Slowly Cormac returned. He regained organic control of his limbs, rather than through the implants inside his skull. But then he hit against the wall of his own pain. To return completely, he must completely feel the hole that had been ripped in behind his ear, his brain swollen inside his skull, and the central empty pit of a migraine that he knew would turn him blind and puking sick. Skellor brought him back some of the way, though not intentionally.

I will find you, agent. My creatures are coming for you.

Along with Skellor’s threat came an image Cormac processed in his gridlink, breaking the remains of awareness he had positioned there. His head feeling on the point of exploding, he saw that projected image in the blind spot opening before him. Half-human creatures scuttled and loped out into the light. Many had pincers where their mouths should have been, or else opening and closing inside their mouths like the organic version of some grotesque doorknocker. One horror possessed a scorpion’s body with a partially human face moulded in chitin. After it came a centaurish thing with the upper half of a woman connected at the waist to an insectile segmented eight-legged lower half. Madness, utter madness, but what did it all mean?

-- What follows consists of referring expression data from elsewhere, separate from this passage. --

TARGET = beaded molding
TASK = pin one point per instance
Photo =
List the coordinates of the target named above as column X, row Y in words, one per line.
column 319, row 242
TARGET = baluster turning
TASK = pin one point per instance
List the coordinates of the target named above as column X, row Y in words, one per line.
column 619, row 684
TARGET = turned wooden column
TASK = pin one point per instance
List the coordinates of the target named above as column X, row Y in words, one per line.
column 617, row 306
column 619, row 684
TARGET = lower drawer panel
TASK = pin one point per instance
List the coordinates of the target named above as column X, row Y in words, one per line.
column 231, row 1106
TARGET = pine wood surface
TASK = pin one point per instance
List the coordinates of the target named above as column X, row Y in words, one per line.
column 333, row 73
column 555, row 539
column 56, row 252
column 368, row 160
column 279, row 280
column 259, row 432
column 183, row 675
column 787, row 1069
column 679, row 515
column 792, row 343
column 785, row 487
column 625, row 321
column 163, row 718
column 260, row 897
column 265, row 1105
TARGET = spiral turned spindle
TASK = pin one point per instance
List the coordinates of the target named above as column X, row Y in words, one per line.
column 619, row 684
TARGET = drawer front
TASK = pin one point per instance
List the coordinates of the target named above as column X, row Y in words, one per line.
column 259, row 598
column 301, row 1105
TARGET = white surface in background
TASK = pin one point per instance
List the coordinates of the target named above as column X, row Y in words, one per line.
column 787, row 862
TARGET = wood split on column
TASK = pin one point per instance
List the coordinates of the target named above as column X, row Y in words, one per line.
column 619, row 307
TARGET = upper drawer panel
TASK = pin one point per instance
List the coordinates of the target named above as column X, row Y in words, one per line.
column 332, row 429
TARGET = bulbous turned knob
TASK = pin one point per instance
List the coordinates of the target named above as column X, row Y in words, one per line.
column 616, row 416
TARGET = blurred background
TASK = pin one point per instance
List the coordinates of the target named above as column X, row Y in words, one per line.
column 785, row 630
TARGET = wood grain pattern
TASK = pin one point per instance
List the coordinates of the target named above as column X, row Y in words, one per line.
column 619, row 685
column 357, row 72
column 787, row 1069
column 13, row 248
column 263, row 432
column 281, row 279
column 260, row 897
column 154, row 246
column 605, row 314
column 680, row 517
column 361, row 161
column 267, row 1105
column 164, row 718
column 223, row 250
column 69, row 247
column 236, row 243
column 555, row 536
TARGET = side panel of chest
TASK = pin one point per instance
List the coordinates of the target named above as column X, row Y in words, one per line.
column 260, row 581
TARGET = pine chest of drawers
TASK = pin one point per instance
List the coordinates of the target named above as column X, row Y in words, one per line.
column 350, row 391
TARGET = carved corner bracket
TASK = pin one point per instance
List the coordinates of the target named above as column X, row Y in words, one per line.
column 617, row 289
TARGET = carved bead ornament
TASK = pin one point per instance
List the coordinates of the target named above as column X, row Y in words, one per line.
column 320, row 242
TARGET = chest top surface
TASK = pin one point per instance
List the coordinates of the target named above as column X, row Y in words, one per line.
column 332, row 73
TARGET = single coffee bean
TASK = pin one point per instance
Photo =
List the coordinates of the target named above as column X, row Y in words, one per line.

Blinding pain blossoming behind his eyes, Cormac vomited, but resisted the impulse to respond to that communication. Gritting his teeth against the next heave of his stomach, he groped in the thigh pocket of his environment suit, found a medkit and pulled from it a reel of analgesic patches. He wanted to scream at Skellor that the man could not have made these by-blow monstrosities, that it was all a lie. As the first, second, then third patch began to flood his body with their balm, he perceived that the image was indeed real—and guessed the source of those ugly creatures Skellor now controlled.